The simplest and least error-prone approach - for low dimensions (see below!) - would still be rejection sampling: pick uniformly distributed points from the $m$-dimensional hypercube circumscribing the sphere, then reject all that fall outside the ball.
runifball <- function(n, centre = 0, center = centre, radius = 1) {
#Check inputs
if (!missing(centre) && !missing(center)) {
if (sum((centre - center)^2) < 1e-15) {
warning("specify 'centre' or 'center' but not both") } else {
stop("Error: specify 'centre' or 'center' but not both") } }
if (radius < 0) { stop("Error: radius must be non-negative") }
n_to_generate <- 2^length(center)*gamma(length(center)/2+1)*n/pi^(length(center)/2) # see below
original_sample_around_origin <-
matrix(replicate(length(center),runif(n_to_generate ,-radius,radius)),nrow=n_to_generate )
index_to_keep <- rowSums(original_sample_around_origin^2)<radius^2
original_sample_around_origin[index_to_keep,]+
matrix(center,nrow=sum(index_to_keep),ncol=length(center),byrow=TRUE)
}
Here is an application for the $m=2$-dimensional disk:
#Generate points uniformly on a disk
set.seed(1)
n <- 10^5
CENTRE <- c(5, 3)
RADIUS <- 3
UNIF <- runifball(n, centre = CENTRE, radius = RADIUS)
#Plot the points
plot(UNIF,
col = rgb(0, 0, 0, 0.05), pch = 16, asp = 1,
main = 'Points distributed uniformly over a circle', xlab = 'x', ylab = 'y')

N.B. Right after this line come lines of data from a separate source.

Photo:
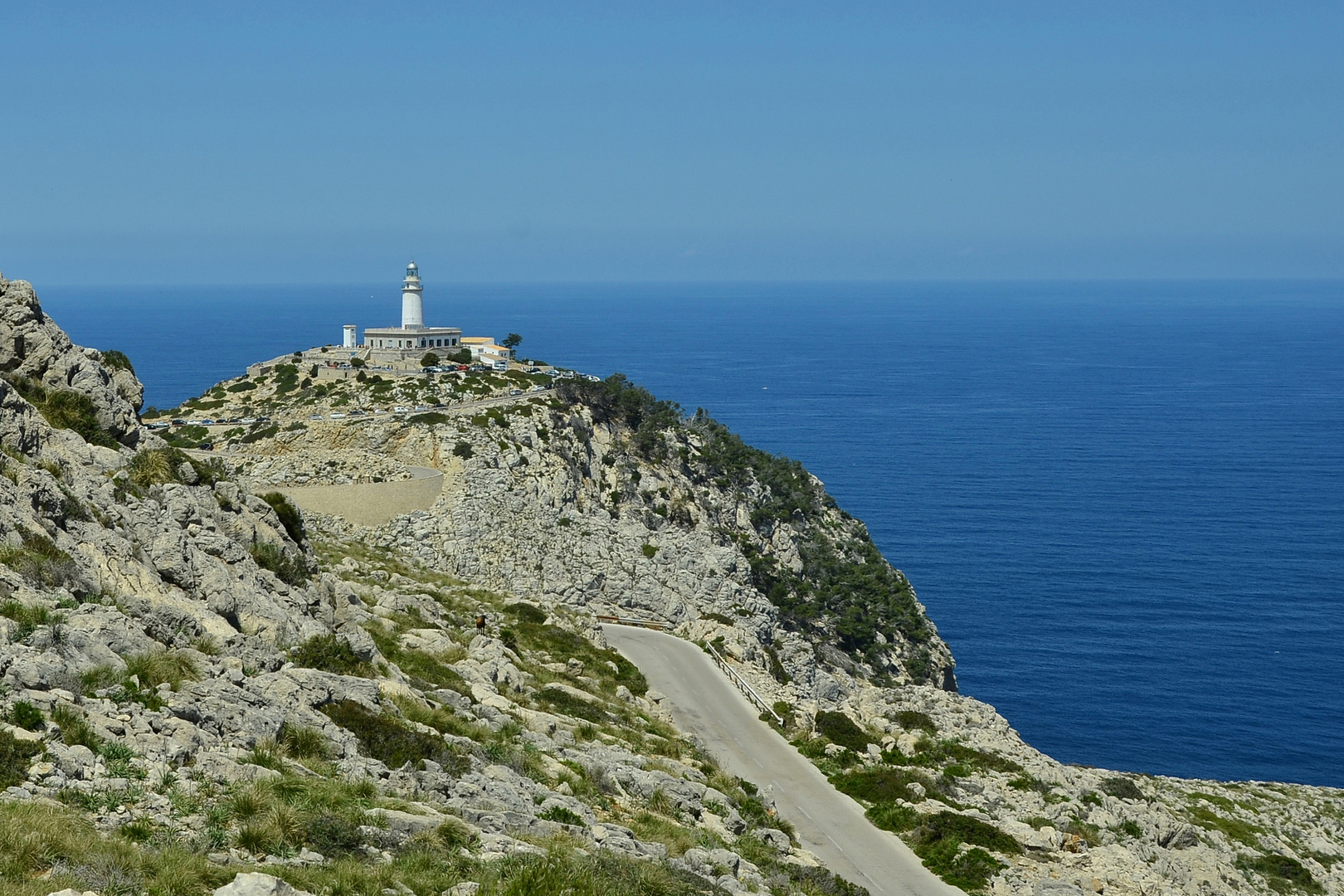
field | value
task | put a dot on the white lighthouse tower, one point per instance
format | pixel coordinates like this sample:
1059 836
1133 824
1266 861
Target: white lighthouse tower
398 344
413 310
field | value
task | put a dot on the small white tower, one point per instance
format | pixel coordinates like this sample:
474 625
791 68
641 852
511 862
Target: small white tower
413 312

points(x = CENTRE[1], y = CENTRE[2], col = 'red', pch = 16)

Once again, we will need to originally generate more points, because we will reject some. Specifically, we expect to keep $\frac{\pi^\frac{m}{2}}{2^m\Gamma(\frac{m}{2}+1)}$, which is the ratio of the volume of the $m$-dimensional ball to the volume of the $m$-dimensional hypercube circumscribing it. So we can either start by generating $\frac{2^m\Gamma(\frac{m}{2}+1)n}{\pi^\frac{m}{2}}$ and expect to end up with $n$ points (this is the approach the code above takes), or just start generating until we have kept $n$.

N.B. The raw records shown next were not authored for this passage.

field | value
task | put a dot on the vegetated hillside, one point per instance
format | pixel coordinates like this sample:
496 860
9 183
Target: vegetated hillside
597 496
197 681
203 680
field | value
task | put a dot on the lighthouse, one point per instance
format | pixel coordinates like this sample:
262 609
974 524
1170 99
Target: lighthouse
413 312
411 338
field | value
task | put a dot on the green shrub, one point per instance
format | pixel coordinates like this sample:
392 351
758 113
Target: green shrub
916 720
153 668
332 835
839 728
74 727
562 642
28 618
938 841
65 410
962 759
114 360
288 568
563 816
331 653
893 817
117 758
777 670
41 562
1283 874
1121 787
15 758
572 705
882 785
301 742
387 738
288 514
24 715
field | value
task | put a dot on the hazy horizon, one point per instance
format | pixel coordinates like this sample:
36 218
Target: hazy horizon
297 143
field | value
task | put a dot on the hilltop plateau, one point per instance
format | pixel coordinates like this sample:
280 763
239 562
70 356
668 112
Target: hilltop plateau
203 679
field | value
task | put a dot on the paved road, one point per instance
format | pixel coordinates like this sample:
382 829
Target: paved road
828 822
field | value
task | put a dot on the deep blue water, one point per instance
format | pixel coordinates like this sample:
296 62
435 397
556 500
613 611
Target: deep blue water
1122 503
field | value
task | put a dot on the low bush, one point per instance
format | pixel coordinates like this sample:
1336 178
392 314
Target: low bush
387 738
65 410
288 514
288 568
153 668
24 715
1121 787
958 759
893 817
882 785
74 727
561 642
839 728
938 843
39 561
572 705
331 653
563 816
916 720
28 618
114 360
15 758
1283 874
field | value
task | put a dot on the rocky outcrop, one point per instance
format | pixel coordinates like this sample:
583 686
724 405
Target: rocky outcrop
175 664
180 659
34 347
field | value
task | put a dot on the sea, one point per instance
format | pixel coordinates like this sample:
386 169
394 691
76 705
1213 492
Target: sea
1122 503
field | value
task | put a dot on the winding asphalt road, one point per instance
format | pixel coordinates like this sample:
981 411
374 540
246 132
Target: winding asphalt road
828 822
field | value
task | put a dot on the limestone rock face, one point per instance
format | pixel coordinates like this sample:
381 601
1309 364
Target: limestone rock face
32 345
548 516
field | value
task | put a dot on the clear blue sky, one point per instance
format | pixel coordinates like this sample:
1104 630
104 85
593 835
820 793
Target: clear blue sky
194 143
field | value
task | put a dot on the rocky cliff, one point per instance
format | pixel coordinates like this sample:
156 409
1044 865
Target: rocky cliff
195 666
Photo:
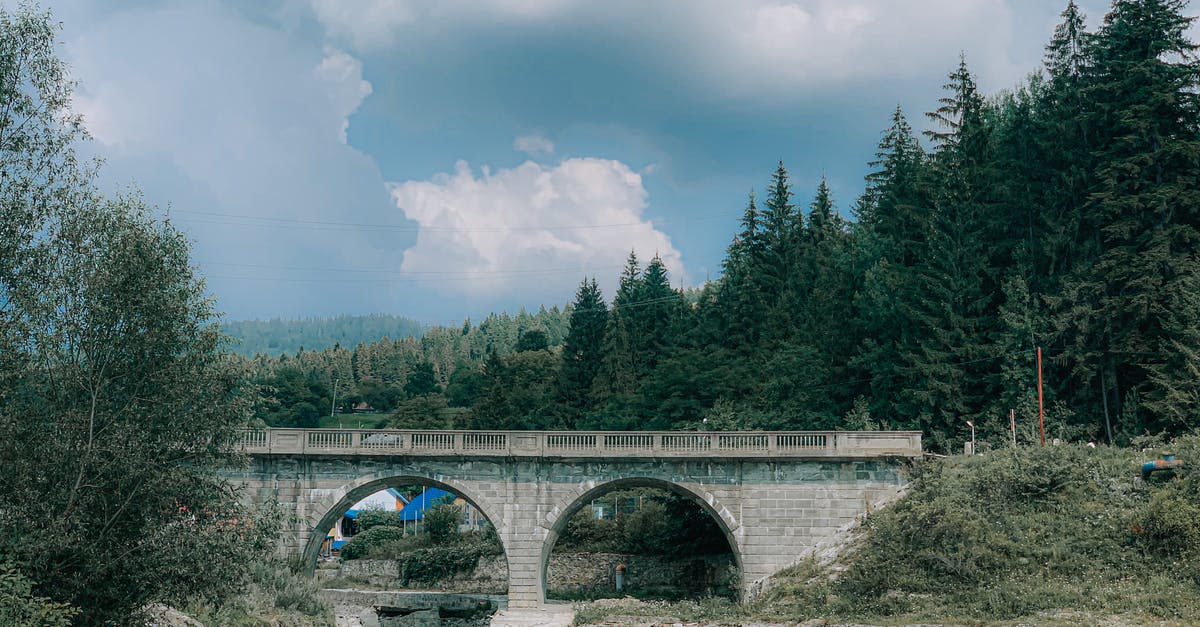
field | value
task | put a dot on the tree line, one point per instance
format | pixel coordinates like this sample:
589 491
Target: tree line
1061 214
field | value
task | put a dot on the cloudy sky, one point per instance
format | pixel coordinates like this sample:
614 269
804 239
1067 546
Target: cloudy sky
442 159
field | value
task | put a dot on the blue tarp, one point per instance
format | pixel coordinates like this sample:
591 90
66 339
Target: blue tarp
430 497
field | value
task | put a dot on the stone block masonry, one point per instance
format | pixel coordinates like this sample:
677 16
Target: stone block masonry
773 494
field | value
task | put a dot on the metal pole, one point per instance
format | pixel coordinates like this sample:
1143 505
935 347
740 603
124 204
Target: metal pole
334 402
1042 413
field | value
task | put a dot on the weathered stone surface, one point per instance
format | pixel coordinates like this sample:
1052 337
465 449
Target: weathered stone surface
772 507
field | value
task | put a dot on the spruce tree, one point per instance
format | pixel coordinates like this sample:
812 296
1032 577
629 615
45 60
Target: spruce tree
582 347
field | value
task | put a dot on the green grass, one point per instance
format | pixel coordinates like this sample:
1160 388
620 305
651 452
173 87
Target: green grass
1038 536
353 421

In either case, the number of points we originally need to draw in the hypercube in order to (expect to) end up with a single point in the ball rises quickly with increasing dimensionality $m$:

(Note the logarithmic vertical axis!)
m <- 2:20
plot(m,2^m*gamma(m/2+1)/pi^(m/2),type="o",pch=19,log="y",
xlab="Dimension (m)")
This is just a consequence of the fact that for large $m$, most of the volume of the $m$-dimensional hypercube is in the corners, not in the center (where the ball is). So rejection sampling is likely only an option for low dimensions.